Load the AOD data from the twang package.
This dataset contains 600 observations and 5 covariates and was used in
McCaffrey et al. (2013) to study the effect of different substance abuse
treatments. The treatment variable is treat, and the
outcome variable is suf12. Note that treat has
three categories. For this question, restrict your analysis to
observations that received either community (traditional
programs, consider this as the control) or metcbt5
(MET/CBT-5: evidence-based motivational enhancement therapy plus
cognitive behavior therapy) as the treatment label.
In our lecture, we discussed matching methods based on the propensity
score. In this problem, you will implement two matching methods:
propensity score matching and covariate matching, to estimate the
average treatment effect on the treated (ATT), i.e., the treatment
effect for those who received metcbt5. The covariates for
matching are all variables in the dataset except treat and
suf12. Perform the following two matching methods using
your own code and report the estimated ATT from each approach.

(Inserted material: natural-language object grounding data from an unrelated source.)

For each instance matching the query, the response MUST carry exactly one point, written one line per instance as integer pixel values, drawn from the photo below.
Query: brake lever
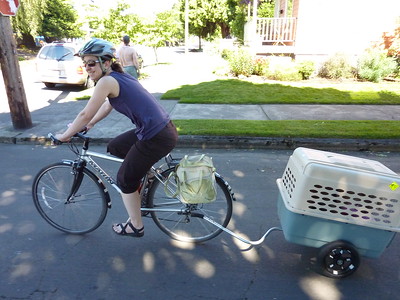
(53, 139)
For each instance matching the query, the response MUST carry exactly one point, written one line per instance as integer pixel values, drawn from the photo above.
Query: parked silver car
(56, 63)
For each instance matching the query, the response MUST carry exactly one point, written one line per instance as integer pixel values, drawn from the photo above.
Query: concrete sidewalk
(53, 118)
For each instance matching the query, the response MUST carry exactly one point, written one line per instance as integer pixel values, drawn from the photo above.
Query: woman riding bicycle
(154, 136)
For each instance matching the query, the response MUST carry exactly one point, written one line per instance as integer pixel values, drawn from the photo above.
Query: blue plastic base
(316, 232)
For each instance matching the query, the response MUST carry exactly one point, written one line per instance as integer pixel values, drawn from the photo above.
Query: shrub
(284, 72)
(336, 67)
(374, 65)
(306, 68)
(260, 66)
(241, 62)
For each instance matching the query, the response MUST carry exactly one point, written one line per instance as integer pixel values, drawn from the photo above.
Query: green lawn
(234, 91)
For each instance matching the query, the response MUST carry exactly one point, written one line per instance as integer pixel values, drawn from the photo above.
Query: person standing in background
(128, 58)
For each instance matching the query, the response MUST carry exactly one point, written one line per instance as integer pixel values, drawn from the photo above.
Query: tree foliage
(53, 19)
(207, 18)
(28, 21)
(118, 23)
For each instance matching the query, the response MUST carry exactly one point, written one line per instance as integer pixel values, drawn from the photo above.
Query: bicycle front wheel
(178, 219)
(84, 210)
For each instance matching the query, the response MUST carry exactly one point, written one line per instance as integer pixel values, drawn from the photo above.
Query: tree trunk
(20, 115)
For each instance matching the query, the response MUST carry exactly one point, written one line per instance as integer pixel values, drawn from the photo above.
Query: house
(316, 29)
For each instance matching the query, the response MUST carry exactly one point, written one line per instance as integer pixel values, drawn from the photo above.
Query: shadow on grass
(235, 91)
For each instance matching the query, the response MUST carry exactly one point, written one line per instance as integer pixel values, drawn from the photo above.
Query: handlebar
(80, 135)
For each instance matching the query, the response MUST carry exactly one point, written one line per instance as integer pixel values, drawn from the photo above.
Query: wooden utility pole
(20, 115)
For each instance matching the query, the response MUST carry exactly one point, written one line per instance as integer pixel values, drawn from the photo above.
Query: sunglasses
(90, 63)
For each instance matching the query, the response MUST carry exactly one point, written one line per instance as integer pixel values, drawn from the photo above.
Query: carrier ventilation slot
(352, 204)
(289, 182)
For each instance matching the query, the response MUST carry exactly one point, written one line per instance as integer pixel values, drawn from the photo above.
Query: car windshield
(59, 53)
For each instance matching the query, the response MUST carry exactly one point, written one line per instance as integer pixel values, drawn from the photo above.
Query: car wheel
(49, 84)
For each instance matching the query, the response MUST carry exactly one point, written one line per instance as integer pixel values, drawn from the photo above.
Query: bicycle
(71, 195)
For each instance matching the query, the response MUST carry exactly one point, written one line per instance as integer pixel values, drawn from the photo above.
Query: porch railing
(276, 30)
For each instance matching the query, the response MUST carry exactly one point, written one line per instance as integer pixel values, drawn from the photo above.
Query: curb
(234, 142)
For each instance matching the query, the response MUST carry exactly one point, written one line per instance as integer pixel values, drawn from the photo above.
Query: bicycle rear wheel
(178, 220)
(83, 212)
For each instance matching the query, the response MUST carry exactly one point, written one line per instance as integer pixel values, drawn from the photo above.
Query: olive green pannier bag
(195, 180)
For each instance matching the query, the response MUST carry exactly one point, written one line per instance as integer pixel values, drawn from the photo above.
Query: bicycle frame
(86, 155)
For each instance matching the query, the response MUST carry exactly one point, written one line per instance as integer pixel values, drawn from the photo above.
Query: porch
(271, 36)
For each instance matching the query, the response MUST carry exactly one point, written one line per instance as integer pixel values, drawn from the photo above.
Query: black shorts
(139, 156)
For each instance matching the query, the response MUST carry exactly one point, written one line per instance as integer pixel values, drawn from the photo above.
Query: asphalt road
(38, 262)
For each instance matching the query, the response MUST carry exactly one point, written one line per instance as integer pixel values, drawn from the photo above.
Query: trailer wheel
(338, 259)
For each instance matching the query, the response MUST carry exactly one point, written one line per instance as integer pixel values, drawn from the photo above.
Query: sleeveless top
(135, 102)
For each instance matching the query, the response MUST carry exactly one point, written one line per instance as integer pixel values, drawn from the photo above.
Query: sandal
(135, 233)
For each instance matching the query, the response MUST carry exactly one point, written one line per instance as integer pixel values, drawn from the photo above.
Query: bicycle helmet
(98, 47)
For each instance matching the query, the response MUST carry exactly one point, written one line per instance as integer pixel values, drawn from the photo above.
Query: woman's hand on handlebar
(59, 138)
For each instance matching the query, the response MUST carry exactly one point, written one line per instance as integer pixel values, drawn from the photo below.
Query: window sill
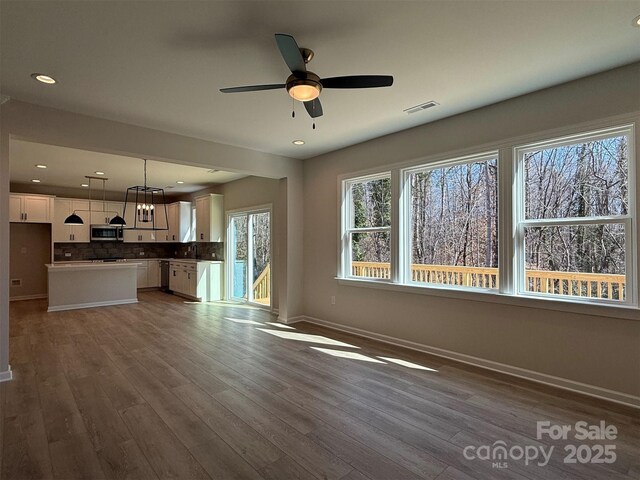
(490, 296)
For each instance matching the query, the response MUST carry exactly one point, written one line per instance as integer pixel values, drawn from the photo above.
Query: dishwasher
(164, 275)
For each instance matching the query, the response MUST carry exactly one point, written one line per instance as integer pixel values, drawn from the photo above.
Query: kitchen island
(87, 285)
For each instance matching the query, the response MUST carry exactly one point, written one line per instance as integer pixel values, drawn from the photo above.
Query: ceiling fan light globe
(304, 87)
(304, 93)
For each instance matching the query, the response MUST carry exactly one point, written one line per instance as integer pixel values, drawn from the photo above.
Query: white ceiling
(160, 64)
(67, 167)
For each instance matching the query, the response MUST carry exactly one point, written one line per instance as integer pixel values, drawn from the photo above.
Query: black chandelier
(145, 199)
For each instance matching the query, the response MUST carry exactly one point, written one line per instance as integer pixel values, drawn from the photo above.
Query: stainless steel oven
(106, 233)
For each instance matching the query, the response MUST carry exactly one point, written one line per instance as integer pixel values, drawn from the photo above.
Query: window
(452, 224)
(567, 224)
(367, 232)
(573, 218)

Propensity Score Matching: estimate the propensity score using a
binary logistic regression model where the response is
treat (coded as metcbt5
vs. community). Match each treated observation
(metcbt5) with the control observation
(community) having the closest propensity score. Based on
your matching, estimate the ATT using the difference in means of the
outcome (suf12) between treated and matched
controls.
Covariate Matching: For each treated observation, find the
control observation with the smallest Euclidean distance in covariate
space (using the same covariates as above). Based on your matching,
estimate the ATT using the difference in means of suf12
between treated and matched controls.
In the covariate matching method, what characteristics of the data could significantly affect the quality of the matches? What strategies could you apply to mitigate these issues? (You do not need to implement these improvements.)
The IPW estimator (Horvitz-Thompson Estimator) is not location invariant. If we add constant c to all observations, the IPW estimator will change. Show that the IPW estimator is not location invariant. To address this issue, a new estimator called the Hajek estimator was proposed:
\[ \hat{\tau}_{\text{hajek}} = \frac{\sum_{i=1}^n \frac{A_iY_i}{\hat{e}_i}}{\sum_{i=1}^n \frac{A_i}{\hat{e}_i}} - \frac{\sum_{i=1}^n \frac{(1-A_i)Y_i}{1-\hat{e}_i}}{\sum_{i=1}^n \frac{(1-A_i)}{1-\hat{e}_i}} \]
Proof that the Hajek estimator is location invariant, meaning that when adding a constant \(c\) to all observations, the Hajek estimator will not change. Calculate this estimator based on your data in Question 1, and just use the logistic regression version. Report the mean and sd of the estimator over your simulation runs.